Specialization orders and subsumption

Specialization Partial Orders

A specialization partial order is a partial order where moving downward means “more specific” and moving upward means “more general.”

Let $(P, \sqsubseteq)$ be a poset:

  • $a \sqsubseteq b$: “$a$ is subsumed by $b$” (or “$a$ specializes $b$”)
  • $b \sqsupseteq a$: “$b$ subsumes $a$”

This is still a standard partial order, so it satisfies:

  1. Reflexivity: $a \sqsubseteq a$
  2. Antisymmetry: $a \sqsubseteq b$ and $b \sqsubseteq a$ implies $a = b$
  3. Transitivity: $a \sqsubseteq b$ and $b \sqsubseteq c$ implies $a \sqsubseteq c$

Core Relations

Equivalence

Two elements are equivalent when each subsumes the other:

\[a \equiv b \;\; \text{iff} \;\; a \sqsubseteq b \land b \sqsubseteq a\]

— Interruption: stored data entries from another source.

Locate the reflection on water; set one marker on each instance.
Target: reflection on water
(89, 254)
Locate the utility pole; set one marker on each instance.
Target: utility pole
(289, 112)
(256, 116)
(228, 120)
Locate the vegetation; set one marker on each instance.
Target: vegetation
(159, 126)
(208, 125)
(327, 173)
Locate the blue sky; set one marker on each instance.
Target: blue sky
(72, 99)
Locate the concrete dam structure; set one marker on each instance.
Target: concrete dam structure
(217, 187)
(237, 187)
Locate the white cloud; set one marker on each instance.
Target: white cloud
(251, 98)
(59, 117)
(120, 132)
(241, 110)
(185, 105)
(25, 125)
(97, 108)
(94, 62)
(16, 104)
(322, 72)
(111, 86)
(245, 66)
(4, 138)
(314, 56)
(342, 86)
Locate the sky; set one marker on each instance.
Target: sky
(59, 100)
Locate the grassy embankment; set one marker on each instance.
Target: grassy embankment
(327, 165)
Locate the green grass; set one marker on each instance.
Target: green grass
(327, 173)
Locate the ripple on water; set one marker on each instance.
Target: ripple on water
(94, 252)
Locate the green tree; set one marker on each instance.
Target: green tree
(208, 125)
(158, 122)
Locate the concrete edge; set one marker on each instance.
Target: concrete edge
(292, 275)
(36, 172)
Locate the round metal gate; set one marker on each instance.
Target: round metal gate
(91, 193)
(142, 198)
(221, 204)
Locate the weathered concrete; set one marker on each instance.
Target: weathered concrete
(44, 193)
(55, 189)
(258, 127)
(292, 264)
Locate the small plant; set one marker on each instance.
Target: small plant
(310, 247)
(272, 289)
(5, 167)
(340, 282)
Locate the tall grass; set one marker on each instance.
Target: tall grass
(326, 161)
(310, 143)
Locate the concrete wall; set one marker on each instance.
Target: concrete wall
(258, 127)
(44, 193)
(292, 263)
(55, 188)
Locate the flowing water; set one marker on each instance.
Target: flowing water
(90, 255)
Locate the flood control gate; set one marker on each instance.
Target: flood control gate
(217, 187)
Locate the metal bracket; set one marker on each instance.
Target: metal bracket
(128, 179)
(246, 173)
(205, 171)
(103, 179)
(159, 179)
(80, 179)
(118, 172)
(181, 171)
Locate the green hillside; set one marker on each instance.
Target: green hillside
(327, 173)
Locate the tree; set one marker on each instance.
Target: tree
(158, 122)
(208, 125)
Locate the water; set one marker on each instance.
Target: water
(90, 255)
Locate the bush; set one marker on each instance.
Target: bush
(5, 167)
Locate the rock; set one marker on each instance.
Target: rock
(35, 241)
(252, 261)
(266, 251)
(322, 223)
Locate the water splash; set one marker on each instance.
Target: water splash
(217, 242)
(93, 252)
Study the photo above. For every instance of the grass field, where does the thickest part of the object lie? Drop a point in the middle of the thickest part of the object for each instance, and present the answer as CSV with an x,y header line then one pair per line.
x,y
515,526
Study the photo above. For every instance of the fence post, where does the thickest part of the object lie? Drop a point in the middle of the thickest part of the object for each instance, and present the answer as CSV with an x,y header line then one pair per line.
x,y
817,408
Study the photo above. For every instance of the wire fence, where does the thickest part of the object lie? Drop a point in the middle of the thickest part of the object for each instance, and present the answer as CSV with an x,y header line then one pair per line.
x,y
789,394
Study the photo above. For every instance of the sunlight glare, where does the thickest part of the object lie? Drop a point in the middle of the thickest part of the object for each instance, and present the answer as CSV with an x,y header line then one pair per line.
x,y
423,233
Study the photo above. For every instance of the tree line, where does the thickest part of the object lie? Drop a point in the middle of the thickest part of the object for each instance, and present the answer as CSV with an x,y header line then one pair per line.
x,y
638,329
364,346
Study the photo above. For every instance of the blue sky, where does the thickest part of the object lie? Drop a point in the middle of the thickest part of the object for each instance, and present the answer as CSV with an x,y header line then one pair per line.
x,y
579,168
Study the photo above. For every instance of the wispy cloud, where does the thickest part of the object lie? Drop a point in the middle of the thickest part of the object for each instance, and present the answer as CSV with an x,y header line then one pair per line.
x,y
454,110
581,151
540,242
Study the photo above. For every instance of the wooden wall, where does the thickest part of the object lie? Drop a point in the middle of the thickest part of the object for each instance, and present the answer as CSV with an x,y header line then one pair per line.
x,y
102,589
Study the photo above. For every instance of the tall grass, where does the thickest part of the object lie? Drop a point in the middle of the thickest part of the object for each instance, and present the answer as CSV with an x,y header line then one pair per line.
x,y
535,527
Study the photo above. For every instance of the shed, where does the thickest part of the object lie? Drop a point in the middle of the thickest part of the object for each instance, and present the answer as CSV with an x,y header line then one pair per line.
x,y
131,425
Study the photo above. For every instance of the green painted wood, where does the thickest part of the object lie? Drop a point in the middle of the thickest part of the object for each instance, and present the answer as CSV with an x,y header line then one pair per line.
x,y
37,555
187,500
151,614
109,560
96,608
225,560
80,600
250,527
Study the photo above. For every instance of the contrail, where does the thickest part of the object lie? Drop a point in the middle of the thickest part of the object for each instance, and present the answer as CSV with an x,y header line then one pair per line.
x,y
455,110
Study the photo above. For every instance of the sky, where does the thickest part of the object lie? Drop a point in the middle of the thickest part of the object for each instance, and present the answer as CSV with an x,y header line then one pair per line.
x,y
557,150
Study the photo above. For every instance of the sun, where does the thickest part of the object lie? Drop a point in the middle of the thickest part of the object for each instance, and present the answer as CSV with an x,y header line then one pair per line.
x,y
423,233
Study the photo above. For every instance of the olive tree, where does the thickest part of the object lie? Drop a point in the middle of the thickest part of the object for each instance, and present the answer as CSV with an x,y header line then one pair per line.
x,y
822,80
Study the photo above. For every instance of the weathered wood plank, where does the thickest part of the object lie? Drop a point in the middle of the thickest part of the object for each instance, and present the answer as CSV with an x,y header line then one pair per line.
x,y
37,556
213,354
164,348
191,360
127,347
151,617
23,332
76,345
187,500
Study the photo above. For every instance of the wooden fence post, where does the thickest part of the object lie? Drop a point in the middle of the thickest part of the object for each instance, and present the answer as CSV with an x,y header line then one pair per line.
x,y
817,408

In an antisymmetric poset, this collapses to equality.

Comparability

Two elements are comparable if one is below the other:

\[a \text{ comparable to } b \;\; \text{iff} \;\; a \sqsubseteq b \lor b \sqsubseteq a\]

If neither holds, they are incomparable.

Top and Bottom

  • Top element $\top$: subsumes every element ($x \sqsubseteq \top$ for all $x$)
  • Bottom element $\bot$: is subsumed by every element ($\bot \sqsubseteq x$ for all $x$)

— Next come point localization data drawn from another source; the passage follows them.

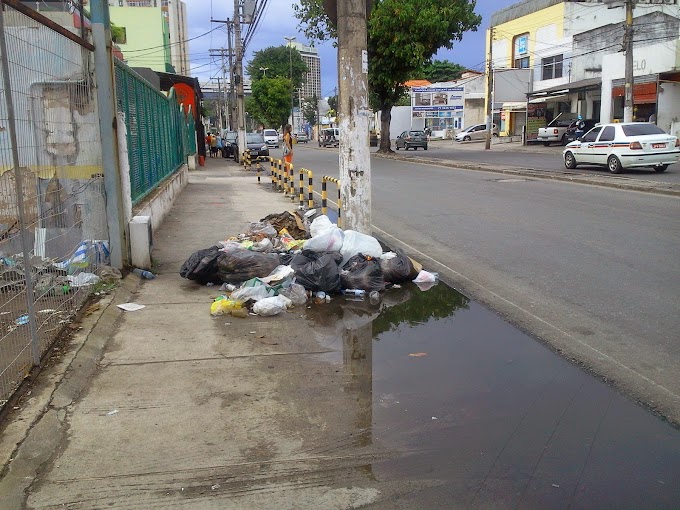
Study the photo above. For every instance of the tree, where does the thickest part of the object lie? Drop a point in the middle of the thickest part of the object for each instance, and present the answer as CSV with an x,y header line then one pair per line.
x,y
442,70
269,103
403,35
278,61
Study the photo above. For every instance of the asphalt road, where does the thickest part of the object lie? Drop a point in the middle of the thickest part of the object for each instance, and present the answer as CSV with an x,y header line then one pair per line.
x,y
534,156
593,272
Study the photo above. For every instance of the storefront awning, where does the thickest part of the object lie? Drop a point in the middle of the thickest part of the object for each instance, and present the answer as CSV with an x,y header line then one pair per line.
x,y
515,105
575,86
549,99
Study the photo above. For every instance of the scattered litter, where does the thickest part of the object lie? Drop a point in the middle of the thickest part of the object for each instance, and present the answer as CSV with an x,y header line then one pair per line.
x,y
92,308
272,306
131,307
110,273
83,279
425,277
20,321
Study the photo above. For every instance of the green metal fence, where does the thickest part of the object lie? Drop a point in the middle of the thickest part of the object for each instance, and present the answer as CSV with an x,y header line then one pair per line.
x,y
159,135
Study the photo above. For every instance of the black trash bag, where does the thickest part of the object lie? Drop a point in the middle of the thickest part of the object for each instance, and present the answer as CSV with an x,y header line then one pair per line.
x,y
397,269
317,271
236,266
362,273
201,266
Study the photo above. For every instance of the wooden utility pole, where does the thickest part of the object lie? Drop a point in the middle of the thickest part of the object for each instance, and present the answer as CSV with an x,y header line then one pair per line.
x,y
489,92
628,42
354,115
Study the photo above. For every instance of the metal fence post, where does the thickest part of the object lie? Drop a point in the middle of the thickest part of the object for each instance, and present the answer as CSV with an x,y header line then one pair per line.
x,y
25,246
106,101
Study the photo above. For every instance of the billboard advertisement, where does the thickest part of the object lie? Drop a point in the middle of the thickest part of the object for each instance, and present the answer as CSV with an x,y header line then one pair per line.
x,y
437,102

Not every poset has both, but many useful specialization hierarchies do.

Why This Matters in Category Theory

Every poset gives a category:

  • Objects are elements of the poset
  • There is exactly one morphism $a \to b$ when $a \sqsubseteq b$

So specialization hierarchies are a direct source of categories.